Tucson Council airs 911 troubles
Reporter: Craig Smith
TUCSON (KGUN9-TV) - Troubles with the city's new 911 system took up most of the Tucson City Council's study session Tuesday afternoon.
Since it went on line May 25th 911 operators have complained of dropped calls, faulty caller I-D's and a long list of other trouble.
911 operators have reported trouble with the new system so severe it's been suggested they led to the death of a 10 year old girl, when a bad address delayed an ambulance.
Problems appeared as soon as the system switched on May 25th. Councilmember Steve Kozachik has been pressing for answers for weeks but it took until August 9th for the issue to air out in Council.
City manager Mike Letcher would not agree to answer any of KGUN9's questions, but he did concede to his bosses on City Council the system's had problems and the city did not communicate well on this project.
"Not only in terms of communicating with the employees on the changes and the implications of the changes and involving them in it."
Letcher says the city wants to communicate better with other agencies that use the system and with the public as the city works to resolve the remaining problems.
Tucson's General Services Director Ron Lewis oversees the 911 system. He told the City Council the most severe troubles are taken care of.
Afterward he told us he can't offer a specific timeline on when the remaining troubles will be fixed or how they'll be fixed.
Lewis told KGUN9 reporter Craig Smith:"There aren't specific solutions at this point.
Smith asked: "There's no specific solutions?"
Lewis: "Not for all of those issues."
Councilmember Kozachik says, "yes it matches what I heard here because they don't have a specific time line, they're still fixing things on the fly. This was initially supposed to be a 30 day trial period then it got extended to 60 and we're just kicking the can down the road. For people up here at this table to say the safety of the public has never been at risk is just factually incorrect."
Qwest, which supplied the system has only spoken through written statement until now. A company spokesman called KGUN 9 News Tuesday night.

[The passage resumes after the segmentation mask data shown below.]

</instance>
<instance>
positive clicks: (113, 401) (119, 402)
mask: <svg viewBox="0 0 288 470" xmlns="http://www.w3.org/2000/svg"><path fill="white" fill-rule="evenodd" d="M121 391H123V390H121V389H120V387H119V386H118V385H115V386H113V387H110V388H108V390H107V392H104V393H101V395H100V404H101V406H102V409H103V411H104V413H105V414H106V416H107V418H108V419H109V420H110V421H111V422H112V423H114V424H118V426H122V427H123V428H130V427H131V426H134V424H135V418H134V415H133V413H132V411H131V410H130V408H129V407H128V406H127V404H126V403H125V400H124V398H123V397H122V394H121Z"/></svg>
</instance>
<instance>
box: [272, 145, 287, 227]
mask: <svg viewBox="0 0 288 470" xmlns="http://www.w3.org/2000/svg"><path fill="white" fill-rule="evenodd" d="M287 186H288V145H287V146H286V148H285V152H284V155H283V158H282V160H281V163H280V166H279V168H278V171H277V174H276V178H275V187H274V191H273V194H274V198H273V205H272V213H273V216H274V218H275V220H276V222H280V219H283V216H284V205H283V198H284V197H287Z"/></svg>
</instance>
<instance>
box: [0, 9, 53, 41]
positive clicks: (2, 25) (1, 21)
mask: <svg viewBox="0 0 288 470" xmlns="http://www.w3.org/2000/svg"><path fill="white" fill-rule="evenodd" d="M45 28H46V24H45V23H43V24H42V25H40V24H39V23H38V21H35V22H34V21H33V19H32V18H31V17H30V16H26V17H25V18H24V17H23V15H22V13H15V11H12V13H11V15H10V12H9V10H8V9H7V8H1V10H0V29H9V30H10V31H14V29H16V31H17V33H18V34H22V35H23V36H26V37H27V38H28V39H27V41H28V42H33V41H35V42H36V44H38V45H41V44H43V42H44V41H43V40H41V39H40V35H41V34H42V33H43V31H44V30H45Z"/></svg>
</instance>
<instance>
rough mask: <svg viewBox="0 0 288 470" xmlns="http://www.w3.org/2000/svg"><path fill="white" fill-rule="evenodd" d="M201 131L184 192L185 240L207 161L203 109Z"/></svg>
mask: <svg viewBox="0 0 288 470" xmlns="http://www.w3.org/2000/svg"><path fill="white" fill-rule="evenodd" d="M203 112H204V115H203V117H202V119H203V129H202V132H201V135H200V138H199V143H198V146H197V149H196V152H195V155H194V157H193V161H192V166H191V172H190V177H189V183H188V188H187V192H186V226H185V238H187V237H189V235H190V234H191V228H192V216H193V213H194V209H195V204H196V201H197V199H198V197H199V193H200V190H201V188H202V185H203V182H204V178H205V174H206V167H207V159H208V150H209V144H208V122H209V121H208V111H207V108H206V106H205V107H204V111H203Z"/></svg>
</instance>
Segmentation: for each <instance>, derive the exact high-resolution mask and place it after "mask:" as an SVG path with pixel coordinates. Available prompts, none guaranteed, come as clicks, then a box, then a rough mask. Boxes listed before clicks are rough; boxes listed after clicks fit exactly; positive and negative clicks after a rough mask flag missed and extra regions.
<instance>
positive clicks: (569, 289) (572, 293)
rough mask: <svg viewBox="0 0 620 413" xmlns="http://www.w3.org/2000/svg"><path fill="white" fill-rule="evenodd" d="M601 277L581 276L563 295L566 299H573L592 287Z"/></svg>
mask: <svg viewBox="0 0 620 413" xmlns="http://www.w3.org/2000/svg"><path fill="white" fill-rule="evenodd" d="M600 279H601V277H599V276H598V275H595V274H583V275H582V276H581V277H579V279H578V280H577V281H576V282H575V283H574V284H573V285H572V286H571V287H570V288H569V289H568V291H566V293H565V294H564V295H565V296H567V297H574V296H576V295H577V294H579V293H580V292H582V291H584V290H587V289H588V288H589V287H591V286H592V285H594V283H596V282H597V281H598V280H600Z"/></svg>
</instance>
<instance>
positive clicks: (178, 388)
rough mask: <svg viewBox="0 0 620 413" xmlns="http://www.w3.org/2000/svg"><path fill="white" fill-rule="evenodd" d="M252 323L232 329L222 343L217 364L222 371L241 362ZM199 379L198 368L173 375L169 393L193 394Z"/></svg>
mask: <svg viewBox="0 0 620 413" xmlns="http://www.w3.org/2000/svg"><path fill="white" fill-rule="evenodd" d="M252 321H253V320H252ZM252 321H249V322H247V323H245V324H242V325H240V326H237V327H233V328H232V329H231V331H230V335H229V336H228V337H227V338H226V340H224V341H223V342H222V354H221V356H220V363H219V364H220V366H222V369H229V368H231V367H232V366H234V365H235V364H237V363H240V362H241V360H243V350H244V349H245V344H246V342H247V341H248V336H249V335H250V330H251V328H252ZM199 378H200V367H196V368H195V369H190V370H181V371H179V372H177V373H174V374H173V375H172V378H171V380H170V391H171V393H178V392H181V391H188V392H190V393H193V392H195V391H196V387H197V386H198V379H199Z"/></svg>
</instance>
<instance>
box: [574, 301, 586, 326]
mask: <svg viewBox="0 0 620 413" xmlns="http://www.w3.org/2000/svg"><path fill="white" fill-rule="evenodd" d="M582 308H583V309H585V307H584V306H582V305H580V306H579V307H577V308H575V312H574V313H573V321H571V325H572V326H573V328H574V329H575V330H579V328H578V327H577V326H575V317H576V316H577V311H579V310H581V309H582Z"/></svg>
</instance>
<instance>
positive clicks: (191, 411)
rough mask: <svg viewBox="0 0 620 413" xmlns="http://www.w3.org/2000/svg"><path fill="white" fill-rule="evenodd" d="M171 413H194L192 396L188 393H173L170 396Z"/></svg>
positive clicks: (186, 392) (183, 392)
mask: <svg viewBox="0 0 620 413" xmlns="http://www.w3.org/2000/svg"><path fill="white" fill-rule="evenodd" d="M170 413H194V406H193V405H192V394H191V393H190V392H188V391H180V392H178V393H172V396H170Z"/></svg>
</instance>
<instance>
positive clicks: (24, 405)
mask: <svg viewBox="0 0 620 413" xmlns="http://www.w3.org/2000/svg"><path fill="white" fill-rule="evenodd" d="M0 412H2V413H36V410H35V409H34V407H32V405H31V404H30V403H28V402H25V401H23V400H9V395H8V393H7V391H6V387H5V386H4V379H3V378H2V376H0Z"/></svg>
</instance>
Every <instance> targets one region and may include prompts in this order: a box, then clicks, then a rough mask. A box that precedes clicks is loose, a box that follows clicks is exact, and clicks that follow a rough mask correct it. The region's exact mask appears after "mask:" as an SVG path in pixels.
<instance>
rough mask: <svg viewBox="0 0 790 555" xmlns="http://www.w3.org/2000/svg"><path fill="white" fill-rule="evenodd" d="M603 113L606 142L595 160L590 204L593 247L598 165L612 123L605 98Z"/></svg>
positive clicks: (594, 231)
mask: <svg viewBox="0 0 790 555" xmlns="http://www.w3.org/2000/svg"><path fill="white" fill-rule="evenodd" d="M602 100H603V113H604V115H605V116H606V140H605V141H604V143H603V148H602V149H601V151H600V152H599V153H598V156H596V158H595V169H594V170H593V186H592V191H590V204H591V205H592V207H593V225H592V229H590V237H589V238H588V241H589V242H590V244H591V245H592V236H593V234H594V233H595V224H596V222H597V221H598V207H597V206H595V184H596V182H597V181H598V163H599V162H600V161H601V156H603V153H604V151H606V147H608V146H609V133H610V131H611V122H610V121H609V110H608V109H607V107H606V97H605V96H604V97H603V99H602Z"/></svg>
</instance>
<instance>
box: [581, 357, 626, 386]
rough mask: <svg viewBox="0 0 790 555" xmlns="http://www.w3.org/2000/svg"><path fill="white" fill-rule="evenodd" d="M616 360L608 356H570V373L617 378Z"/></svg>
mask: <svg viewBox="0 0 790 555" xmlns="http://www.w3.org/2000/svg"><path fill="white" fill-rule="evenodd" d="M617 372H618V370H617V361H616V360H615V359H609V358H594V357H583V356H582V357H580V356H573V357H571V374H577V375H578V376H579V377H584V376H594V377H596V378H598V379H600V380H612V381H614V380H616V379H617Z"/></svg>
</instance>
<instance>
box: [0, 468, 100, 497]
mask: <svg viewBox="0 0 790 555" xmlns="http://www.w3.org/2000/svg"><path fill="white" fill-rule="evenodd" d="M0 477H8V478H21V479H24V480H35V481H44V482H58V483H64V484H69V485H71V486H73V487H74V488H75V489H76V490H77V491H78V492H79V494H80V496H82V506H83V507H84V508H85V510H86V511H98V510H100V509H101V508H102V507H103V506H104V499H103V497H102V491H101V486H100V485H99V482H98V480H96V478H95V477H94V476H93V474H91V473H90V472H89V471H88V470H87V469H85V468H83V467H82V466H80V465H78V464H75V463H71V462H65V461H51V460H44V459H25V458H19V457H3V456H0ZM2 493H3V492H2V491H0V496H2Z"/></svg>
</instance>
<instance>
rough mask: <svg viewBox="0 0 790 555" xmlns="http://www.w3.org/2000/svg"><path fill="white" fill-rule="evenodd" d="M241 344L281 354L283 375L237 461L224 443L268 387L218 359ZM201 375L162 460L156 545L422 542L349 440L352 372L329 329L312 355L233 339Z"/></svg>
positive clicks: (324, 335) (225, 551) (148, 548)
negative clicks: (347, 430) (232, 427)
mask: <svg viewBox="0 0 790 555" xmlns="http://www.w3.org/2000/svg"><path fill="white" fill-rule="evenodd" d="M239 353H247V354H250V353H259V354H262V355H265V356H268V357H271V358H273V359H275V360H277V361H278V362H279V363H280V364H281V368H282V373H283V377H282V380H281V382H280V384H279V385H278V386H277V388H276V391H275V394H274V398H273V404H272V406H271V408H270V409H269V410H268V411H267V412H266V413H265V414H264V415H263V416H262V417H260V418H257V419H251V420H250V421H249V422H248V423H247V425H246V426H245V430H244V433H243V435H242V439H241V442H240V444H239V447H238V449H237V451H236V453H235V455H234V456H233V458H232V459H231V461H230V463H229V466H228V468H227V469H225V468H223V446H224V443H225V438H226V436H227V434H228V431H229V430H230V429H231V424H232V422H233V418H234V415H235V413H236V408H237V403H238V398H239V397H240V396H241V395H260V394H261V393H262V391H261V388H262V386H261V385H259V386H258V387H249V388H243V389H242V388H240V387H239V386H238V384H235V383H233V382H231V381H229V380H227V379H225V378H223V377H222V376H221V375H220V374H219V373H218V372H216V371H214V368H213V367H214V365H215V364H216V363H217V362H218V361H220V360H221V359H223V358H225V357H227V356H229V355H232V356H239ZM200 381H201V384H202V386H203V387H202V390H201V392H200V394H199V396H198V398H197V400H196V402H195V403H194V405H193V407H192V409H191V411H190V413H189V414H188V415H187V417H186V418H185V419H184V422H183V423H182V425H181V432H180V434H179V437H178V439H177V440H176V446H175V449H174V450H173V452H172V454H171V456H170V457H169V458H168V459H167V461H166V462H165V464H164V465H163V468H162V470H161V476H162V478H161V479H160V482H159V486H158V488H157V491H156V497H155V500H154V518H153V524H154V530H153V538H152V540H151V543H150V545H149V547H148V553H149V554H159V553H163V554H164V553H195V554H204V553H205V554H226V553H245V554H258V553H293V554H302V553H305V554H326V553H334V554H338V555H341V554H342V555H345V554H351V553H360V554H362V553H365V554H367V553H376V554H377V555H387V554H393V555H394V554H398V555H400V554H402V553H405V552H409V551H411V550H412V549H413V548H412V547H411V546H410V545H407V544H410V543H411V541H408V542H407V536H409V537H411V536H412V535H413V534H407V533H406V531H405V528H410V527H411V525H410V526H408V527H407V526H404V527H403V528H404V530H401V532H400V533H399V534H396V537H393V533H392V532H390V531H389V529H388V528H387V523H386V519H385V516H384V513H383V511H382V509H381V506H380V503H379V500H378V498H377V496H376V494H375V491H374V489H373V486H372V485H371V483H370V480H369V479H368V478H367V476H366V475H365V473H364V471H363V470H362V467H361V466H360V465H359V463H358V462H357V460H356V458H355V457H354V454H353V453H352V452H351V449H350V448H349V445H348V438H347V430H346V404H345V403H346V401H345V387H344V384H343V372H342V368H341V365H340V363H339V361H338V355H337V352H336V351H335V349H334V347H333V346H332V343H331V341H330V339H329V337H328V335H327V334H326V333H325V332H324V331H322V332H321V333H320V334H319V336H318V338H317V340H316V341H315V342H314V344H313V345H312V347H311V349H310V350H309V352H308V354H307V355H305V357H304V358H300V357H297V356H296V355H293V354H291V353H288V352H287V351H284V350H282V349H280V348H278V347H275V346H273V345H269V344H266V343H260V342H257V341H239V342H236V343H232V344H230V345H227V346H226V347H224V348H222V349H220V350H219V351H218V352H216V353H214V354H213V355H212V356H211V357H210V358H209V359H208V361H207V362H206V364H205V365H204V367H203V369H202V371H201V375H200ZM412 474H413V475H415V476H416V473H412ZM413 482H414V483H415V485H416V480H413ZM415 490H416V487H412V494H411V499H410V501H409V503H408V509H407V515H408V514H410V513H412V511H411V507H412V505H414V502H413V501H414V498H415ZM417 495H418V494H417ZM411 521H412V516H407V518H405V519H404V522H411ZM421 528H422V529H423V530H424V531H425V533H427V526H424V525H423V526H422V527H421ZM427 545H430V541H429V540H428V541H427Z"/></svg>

Mark Molzen says Qwest will commit to the working group Kozachik called for to tackle the problems, but described the problems as more administrative, than technical.
Craig Smith asked him: Would these procedural and administrative issues explain things like, the dropped calls and the issue with the identifiers not appearing on screen as expected? Molzin: Yes they would. Craig:That that's an administrative and not a technical issue? Molzin:"These are administrative and procedural issues.">
The Qwest spokesman attributes the problem to switching from an older style analog system to the current digital system that handles functions differently so it requires different training and procedures.
Qwest is not offering a timeline on when things will run smoothly.
The main point he wanted to make is that Qwest is committed to being in a working group designed to pull together everyone involved in this problem so they can pull together for a solution.